= Toy Symphony (play) =

Play by Michael Gow

Toy Symphony is a two-act play written by Australian playwright Michael Gow and published by Currency Press in 2008. It is Gow's first full-length play in over a decade since Sweet Phoebe and won several awards at its 2007 premiere production at Belvoir St Theatre in Sydney.

Toy Symphony is the story of writer Roland Henning, a character who has appeared in Gow's earlier play Furious, Toy Symphony tells the story of the turmoil Henning faces as a result of his writer's block, as he tries to explain his past to his therapist in order to grasp some understanding of his current situation. It is considered to be at least partially autobiographical.

==Characters==

- Roland Henning
- Nina (a therapist)
- Lawyer
- Mrs Walkham (a primary school teacher)
- Julie Pearson (a schoolgirl)
- Mr Delvin, Headmaster
- Alexander the Great
- Dr Maybloom, a specialist
- Executioner
- Nicolaijs Eglitis, a schoolboy
- Titus Oates
- Steven Gooding, a school bully
- Miss Beverly, a school teacher
- Nurse
- Daniel, a Drama student
- Tom, a drug dealer

==Plot summary==
Roland Henning has writer's block.

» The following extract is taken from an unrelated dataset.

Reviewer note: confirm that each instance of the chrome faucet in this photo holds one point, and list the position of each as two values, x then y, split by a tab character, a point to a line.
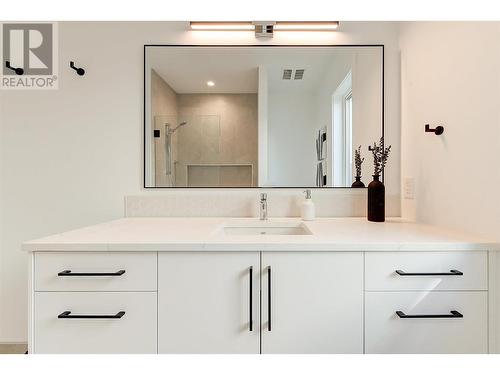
263	206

When he tries to explain the situation to a therapist, his story begins to tumble back and forth between his childhood in The Shire and his work as a playwright. At the root of it all is that extraordinary day in primary school which shattered his boyhood and plunged him headlong into the dizzy circus of life and art.

==Awards==
- 2008 Helpmann Awards: Best New Australian Work
- 2007 Sydney Theatre Awards: “Best Main stage Production”
- 2007 Sydney Theatre Awards: “Best Supporting Actress” – Monica Maughan
- 2007 Sydney Theatre Awards: “Best New Work”
- 2007 Sydney Theatre Awards: “Best Director” – Neil Armfield
- 2007 Sydney Theatre Awards: “Best Actor” – Richard Roxburgh

==Original Production==
Toy Symphony was first produced by Company B, a theatre company based at Belvoir St Theatre in Sydney. The production received rave reviews and won several awards including Best Director and Best Actor.
- Season 10 November 2007 – 22 December 2007 at Belvoir St Theatre, Sydney, Australia.
- Cast – Richard Roxburgh, Justine Clarke, Russell Dykstra, Guy Edmonds and Monica Maughan.
- Director – Neil Armfield
- Set - Ralph Myers
- Costumes - Tess Schofield
- Lighting - Damien Cooper
- Original music and sound - Paul Charlier.
- Production stage manager - Kylie Mascord.